Energy integration key to East Africa
To boost transformation of region over the next decade, gas pipeline and electrical grid link are among projects
East Africa shows signs of starting the same kind of structural economic transformation that Northeast Asia accomplished over the past 50 years, as countries in the region begin to develop the low-skilled manufacturing that many see as the key first step in the process. But Africa still has less than a 2 percent share of global manufacturing.
The African Development Bank reports that East Africa led the continent by far with 5.3 percent growth in 2016, and it predicts that high growth will continue. The bank sees regional integration as a key priority if Africa is to transform in the coming decade. The African Regional Integration Index found East Africa to be the most integrated region on the continent, with Kenya and Uganda leading integration. But Ethiopia and Tanzania lagged in regional links.
Workers at a natural gas project construction site in Tanzania. Zhang Ping / Xinhua |
At a Sept 21 meeting at the United Nations, Ethiopian Prime Minister Hailemariam Desalegn said: "With an integrated industrial strategy, African states will hopefully mobilize funds, build the capacity of local employment and promote small (and) medium enterprises with domestic development projects."
The World Bank is funding the East African Power Pool to link the electrical grids of the region. A larger grid is especially important for green energy sources such as solar or wind power and also allows trade in hydropower throughout the region.

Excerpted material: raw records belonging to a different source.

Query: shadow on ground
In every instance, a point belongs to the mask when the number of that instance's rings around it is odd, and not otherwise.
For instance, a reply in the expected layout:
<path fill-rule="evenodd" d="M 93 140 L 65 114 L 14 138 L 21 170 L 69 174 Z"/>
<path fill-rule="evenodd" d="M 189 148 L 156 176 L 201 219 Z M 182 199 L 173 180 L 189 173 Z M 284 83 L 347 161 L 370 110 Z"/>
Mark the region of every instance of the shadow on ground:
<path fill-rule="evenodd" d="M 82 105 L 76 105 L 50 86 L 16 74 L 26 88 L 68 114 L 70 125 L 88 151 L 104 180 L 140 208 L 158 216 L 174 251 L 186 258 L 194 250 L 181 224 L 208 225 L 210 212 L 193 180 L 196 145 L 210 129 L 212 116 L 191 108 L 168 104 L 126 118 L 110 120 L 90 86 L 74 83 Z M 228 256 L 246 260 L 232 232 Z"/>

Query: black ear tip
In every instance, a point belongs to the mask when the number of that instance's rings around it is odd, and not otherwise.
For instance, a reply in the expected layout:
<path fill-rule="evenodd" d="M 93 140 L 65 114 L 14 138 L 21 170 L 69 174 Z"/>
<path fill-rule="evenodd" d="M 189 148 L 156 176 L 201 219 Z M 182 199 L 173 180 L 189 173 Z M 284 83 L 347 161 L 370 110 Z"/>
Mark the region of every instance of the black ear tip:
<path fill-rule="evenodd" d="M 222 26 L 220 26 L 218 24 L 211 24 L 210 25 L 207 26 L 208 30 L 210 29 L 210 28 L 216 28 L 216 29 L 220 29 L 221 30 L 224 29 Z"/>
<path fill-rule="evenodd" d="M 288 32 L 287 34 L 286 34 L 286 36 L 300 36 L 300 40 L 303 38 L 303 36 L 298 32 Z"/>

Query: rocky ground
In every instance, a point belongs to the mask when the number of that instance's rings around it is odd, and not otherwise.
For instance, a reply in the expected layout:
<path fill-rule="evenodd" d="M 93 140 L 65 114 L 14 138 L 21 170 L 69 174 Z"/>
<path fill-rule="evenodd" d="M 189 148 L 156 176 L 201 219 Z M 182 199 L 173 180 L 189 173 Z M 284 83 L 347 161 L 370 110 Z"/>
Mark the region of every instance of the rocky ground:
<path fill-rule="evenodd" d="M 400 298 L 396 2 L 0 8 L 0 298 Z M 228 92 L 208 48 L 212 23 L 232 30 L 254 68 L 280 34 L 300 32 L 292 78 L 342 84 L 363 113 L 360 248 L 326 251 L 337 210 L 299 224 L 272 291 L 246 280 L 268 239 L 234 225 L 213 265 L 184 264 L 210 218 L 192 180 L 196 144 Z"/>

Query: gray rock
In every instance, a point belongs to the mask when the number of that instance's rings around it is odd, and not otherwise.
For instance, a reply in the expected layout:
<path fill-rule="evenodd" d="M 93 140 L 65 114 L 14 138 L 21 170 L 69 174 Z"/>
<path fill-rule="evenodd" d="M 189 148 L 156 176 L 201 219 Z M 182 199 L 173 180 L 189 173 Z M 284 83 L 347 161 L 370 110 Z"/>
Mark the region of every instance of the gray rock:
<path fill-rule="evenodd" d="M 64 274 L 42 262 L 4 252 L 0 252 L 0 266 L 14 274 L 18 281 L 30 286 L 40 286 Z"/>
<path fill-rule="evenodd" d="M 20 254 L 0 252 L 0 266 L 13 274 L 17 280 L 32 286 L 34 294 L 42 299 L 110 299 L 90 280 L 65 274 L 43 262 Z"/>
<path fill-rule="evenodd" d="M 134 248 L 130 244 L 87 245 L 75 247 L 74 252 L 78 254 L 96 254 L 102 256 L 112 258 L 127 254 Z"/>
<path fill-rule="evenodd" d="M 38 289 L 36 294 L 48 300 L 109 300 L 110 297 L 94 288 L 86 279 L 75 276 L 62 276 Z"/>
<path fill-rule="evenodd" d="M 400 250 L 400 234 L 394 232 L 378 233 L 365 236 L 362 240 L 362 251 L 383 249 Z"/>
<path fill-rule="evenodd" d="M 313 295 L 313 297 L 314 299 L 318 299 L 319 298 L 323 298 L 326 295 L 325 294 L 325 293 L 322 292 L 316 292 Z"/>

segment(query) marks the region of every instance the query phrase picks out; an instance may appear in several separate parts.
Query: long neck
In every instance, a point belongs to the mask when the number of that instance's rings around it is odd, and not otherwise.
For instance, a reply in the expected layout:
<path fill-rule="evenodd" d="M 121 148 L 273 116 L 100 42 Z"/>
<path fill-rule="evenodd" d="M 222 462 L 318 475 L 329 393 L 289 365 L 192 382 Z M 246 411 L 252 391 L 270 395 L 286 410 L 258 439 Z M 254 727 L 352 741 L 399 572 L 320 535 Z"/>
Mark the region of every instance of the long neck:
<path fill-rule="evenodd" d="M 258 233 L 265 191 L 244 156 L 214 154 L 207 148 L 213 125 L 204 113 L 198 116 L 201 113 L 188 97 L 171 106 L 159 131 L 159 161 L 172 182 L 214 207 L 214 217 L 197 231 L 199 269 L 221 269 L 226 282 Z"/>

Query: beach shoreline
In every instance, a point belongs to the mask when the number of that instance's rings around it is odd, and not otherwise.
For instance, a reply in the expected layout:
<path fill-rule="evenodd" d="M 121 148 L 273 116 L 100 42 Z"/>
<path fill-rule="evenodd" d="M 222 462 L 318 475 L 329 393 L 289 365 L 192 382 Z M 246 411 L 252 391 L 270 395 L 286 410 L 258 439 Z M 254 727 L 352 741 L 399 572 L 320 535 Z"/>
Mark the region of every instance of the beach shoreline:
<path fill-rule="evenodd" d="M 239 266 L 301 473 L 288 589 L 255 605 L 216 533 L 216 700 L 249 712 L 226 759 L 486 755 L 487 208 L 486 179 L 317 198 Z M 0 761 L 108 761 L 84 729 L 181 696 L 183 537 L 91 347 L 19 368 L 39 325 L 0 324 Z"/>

Ethiopia generates excess electricity, so in 2015 the country contracted with China Electric Power Equipment and Technology, along with Germany's Siemens, to build high-voltage transmission lines to Kenya. Similar power lines to Djibouti and Sudan are already complete.
Wondimu Tekle Sigo, former state minister at the Ethiopian Ministry of Water, Irrigation and Electricity, and now a graduate student at Peking University, says that Ethiopia is the "water tower" of East Africa - able to export hydropower throughout the region.
"We are promoting a green economy," he says. "We are integrating the region in terms of green development." He notes that the country was able to use internal savings to fund the $4.5 billion (3.8 billion euros; £3.4 billion) Renaissance Dam on the Blue Nile River.
Tanzania recently discovered huge natural gas deposits. However, current world energy prices are low, so the difficult process of exporting natural gas by liquefying it at very cold temperatures may not be economical. Furthermore, the "natural resource curse" shows that some nations that rely on petroleum exports are vulnerable to corruption and few have succeeded in industrializing.
So Tanzania plans to use its natural gas to power domestic industry. Also, in 2016, the development of a pipeline to Uganda that will allow efficient distribution throughout the region was announced. Cheaper electrical power and natural gas can help the region to develop manufacturing capability. According to a study by researchers at the London School of Economics, cheap natural gas from fracking has boosted US manufacturing exports by around 10 percent.
Yao Yang, dean of the Institute for South-South Cooperation and Development at Peking University, says: "Some of the East African countries have the real potential to be extraordinary - Ethiopia, Uganda, Kenya, Tanzania. One of the lessons they have learned from the 1990s is that they have had enough fighting. This time, Kenya just had an election, and the Supreme Court (annulled) the election, and both sides said, OK, let's do it again. They know they have to coexist peacefully. They have to focus on economic growth.
"Some countries have more discipline, like Uganda," says Yao. "Ethiopia is an ancient country that has been there for 2,000 years. I think the region has the potential to do really well in the next 10 to 20 years."